Title : Photocatalytic oxidation of elemental mercury by hydrophobic reduced graphene oxide modified CeO2/TiO2
Abstract:
Since the signing of the Minamata Convention in 2013, the control of mercury emissions has become a pressing concern, considering its impact on human health through bioaccumulation and biomagnification. Various sources include mining, waste incineration, and coal-fired power plants. According to the Convention, coal-fired power plants are recognized as primarily controlled targets. Mercury could be emitted in three forms: elementary, oxidized, and particulate. Among them, elemental mercury (Hg0) is the most difficult species to remove because of its volatility and insolubility. A cost-effective solution involves oxidizing it into mercury oxide and dissolving it in wet flue gas desulfurization. This study synthesized TiO2/CeO2 by modifying reduced graphene oxide (GCT) to photocatalytic oxidize Hg0 to Hg2+. The modification of reduced graphene oxide (rGO) provides several advantages. Its high specific surface area allows for the uniform dispersion of TiO2/CeO2 nanoparticles, thereby increasing the active sites exposed to pollutants. Furthermore, rGO can serve as a sacrificial adsorbent, capturing SO2 to mitigate its detrimental effects on metal oxides. In addition, rGO is hydrophobic, and the water molecules in the flue gas are hard to adsorb on the surface of GCT. From the advantages mentioned above, GCT could perform excellent photocatalytic oxidation efficiency of Hg0 under the complex gas components at a high temperature compared to TiO2/CeO2. This presentation also provides some basic DFT calculations to identify the active sites of GCT (Hg0 adsorption).

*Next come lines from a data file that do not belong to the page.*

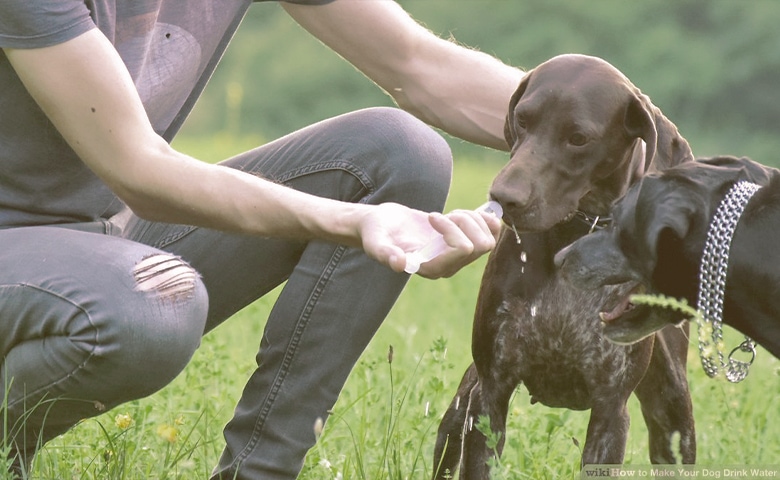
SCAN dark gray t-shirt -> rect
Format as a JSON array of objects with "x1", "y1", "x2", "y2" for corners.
[{"x1": 0, "y1": 0, "x2": 325, "y2": 228}]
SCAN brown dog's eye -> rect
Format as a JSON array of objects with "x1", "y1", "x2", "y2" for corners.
[{"x1": 568, "y1": 133, "x2": 588, "y2": 146}]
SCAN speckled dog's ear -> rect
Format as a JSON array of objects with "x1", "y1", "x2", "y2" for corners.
[{"x1": 640, "y1": 184, "x2": 697, "y2": 276}]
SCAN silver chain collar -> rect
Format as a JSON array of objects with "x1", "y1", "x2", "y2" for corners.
[{"x1": 696, "y1": 181, "x2": 761, "y2": 383}]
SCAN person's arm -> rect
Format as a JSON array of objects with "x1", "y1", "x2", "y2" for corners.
[
  {"x1": 4, "y1": 28, "x2": 497, "y2": 278},
  {"x1": 281, "y1": 0, "x2": 524, "y2": 151},
  {"x1": 5, "y1": 29, "x2": 356, "y2": 239}
]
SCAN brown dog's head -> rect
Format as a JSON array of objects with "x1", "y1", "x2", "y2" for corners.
[{"x1": 491, "y1": 54, "x2": 693, "y2": 232}]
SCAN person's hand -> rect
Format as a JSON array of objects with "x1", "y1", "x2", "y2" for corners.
[{"x1": 358, "y1": 203, "x2": 501, "y2": 279}]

The adsorption energy of various gas components (SO2, NO, and H2O) in the flue gas as well.
Audience Take Away
- The audience can know the advantages of graphene in photocatalytic oxidation of elemental mercury.
- The audience can learn about the application of photocatalysis in the industry.
- The audience can build their laboratory-scale flue gas system to experiment.